Intervention de Antonio A. Casilli

Réunion du mercredi 17 mai 2023 à 14h00
Commission d'enquête relative aux révélations des uber files : l'ubérisation, son lobbying et ses conséquences

Antonio A. Casilli, professeur de sociologie :

La partie non émergée, ou invisible, dont je parle est un phénomène véritablement global, qui place le législateur face aux limites de son action au niveau national comme international. Les entreprises qui produisent des solutions d'intelligence artificielle sont essentiellement situées dans des pays du Nord et dans certains pays dits émergents mais qui ont en réalité déjà émergé, comme la Chine ou l'Inde. Les pays dans lesquels on trouve la vaste majorité des personnes qui, à longueur de journée, regardent ce que les véhicules autonomes enregistrent, et annotent – c'est-à-dire enrichissent – ces données pour réaliser ce qu'on appelle l'apprentissage automatique, sont dans des pays à faible revenu situés généralement dans le Sud.

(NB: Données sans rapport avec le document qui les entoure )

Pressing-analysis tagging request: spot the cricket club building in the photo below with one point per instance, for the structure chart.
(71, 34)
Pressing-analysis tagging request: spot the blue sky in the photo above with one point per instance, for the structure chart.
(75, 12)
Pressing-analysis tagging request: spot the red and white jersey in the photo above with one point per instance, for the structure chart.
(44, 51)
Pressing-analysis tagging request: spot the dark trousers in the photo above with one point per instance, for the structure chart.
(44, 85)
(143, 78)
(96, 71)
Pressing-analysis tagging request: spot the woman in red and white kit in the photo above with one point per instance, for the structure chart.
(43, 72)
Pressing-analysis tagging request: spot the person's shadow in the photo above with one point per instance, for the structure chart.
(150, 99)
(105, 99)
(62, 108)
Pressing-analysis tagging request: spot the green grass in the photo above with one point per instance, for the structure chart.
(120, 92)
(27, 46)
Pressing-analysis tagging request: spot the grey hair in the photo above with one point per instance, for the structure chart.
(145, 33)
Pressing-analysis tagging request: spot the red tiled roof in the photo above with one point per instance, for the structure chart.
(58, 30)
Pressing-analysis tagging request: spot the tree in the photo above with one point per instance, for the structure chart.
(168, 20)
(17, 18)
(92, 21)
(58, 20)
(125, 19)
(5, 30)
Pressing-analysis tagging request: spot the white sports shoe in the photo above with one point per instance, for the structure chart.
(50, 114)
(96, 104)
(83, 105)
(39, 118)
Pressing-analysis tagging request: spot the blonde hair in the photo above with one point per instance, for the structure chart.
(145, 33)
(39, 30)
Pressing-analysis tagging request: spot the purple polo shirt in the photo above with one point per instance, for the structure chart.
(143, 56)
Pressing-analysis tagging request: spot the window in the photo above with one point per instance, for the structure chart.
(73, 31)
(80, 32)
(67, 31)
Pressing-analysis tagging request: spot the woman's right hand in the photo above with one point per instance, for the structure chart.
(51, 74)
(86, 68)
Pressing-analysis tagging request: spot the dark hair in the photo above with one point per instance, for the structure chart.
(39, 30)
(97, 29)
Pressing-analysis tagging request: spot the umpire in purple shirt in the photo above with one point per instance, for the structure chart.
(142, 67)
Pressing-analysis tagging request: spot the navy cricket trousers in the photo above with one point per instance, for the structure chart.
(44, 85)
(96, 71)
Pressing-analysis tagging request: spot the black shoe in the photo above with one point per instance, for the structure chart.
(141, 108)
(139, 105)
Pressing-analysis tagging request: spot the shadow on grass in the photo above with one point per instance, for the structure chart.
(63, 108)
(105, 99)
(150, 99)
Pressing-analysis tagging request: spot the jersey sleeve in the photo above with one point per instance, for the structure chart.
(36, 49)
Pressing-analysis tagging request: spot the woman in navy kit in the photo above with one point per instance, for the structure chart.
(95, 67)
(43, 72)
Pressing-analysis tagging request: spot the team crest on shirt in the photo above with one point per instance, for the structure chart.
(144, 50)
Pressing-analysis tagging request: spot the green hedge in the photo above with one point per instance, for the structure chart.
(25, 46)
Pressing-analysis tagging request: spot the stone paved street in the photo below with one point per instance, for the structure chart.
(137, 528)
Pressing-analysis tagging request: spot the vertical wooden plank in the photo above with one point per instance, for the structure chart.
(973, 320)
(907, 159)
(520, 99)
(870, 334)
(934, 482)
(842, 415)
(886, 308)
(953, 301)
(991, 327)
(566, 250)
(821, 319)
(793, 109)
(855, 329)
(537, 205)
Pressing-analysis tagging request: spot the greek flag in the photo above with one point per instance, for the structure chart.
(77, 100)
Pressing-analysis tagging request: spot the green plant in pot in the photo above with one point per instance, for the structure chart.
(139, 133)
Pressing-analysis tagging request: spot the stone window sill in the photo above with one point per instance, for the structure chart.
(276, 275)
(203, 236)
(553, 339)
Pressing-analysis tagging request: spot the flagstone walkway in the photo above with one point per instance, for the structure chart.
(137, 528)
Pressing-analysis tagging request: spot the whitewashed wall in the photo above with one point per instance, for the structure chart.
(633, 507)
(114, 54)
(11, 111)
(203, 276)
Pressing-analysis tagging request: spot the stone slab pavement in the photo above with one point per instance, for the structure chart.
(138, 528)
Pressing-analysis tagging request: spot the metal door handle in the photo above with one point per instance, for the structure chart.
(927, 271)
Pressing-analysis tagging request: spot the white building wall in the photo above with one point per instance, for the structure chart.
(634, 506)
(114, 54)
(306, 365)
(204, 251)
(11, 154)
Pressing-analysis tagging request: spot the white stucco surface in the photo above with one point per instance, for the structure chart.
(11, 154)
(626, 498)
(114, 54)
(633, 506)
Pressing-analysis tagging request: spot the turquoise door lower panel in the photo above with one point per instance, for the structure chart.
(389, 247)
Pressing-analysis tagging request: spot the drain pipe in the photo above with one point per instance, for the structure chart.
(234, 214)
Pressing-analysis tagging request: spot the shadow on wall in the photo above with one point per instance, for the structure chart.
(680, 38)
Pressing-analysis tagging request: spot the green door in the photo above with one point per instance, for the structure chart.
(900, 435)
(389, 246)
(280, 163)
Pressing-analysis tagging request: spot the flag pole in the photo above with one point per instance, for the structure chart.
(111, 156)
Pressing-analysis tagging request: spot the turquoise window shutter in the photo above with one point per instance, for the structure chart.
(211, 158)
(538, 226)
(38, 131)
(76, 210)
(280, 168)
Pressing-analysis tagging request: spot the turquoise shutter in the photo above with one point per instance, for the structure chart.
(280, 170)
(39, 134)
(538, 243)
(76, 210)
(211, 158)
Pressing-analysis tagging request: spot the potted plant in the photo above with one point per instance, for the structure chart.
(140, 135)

Avec mon groupe de recherche, DipLab (Digital platform labor), j'ai enquêté sur les personnes qui, en Afrique et en Amérique latine, effectuent ce travail. Il consiste grosso modo à prendre les images qu'enregistre le véhicule autonome – qui est une sorte d'ordinateur sur roues, équipé de dispositifs enregistrant tout ce qui se passe aux alentours – et à annoter chacun de ces photogrammes. En pratique, chaque personne détoure chaque objet qui y apparaît, comme les autres véhicules ou les feux de circulation, de sorte que le véhicule autonome apprenne ce qu'est un autre véhicule ou un feu. Sont par ailleurs ajoutés des labels, c'est-à-dire des étiquettes. Ce n'est pas considéré comme un travail à forte valeur ajoutée ; les ingénieurs d'Uber le qualifient souvent de travail low-skilled, requérant une faible compétence, et en ont une vision assez négative : Anthony Levandowski, longtemps directeur de la division véhicules commerciaux au sein de l'entreprise, définissait ces travailleurs comme des robots humains. Leur salaire médian dans le monde est de 2 dollars de l'heure, selon une estimation effectuée par un collègue d'Oxford en 2020 et qui reste largement valable d'après nos propres recherches.

Plusieurs questions se posent, notamment liées à ce que le législateur peut faire. Dans quels pays se trouvent les personnes qui réalisent ce travail d'entraînement des intelligences artificielles, y compris celles de Uber ? Nous n'avons pas de données sur ce dernier point. Nous connaissons le nom des plateformes sur lesquelles Uber se sert car, à un moment, Uber les a rachetées ; mais, ce faisant, elle les a internalisées et ainsi protégées des regards des chercheurs, des législateurs et de toute autorité désireuse de rendre plus transparent ce processus d'entraînement.

Par ailleurs, qu'en est-il du statut de salarié de ces personnes ? Souvent, elles font partie de longues chaînes de sous-traitance qui s'appuient sur des plateformes qui n'ont donc pas de salariés à proprement parler, mais plutôt des usagers, lesquels se connectent pendant – prétendument – quelques minutes pour réaliser une tâche et sont payés à la tâche. C'est un retour au tâcheronnat du XIXe siècle, au travail payé à la pièce. Le problème va bien au-delà de la requalification du travailleur indépendant en salarié. Les chaînes de sous-traitance sont complexes parce qu'elles s'articulent parfois avec des entreprises plus classiques installées en Europe, y compris en France. Il y a là un mélange de formes d'organisation très diverses où l'encadrement du travail est souvent bien plus compliqué que le simple clivage entre salariat et travail indépendant.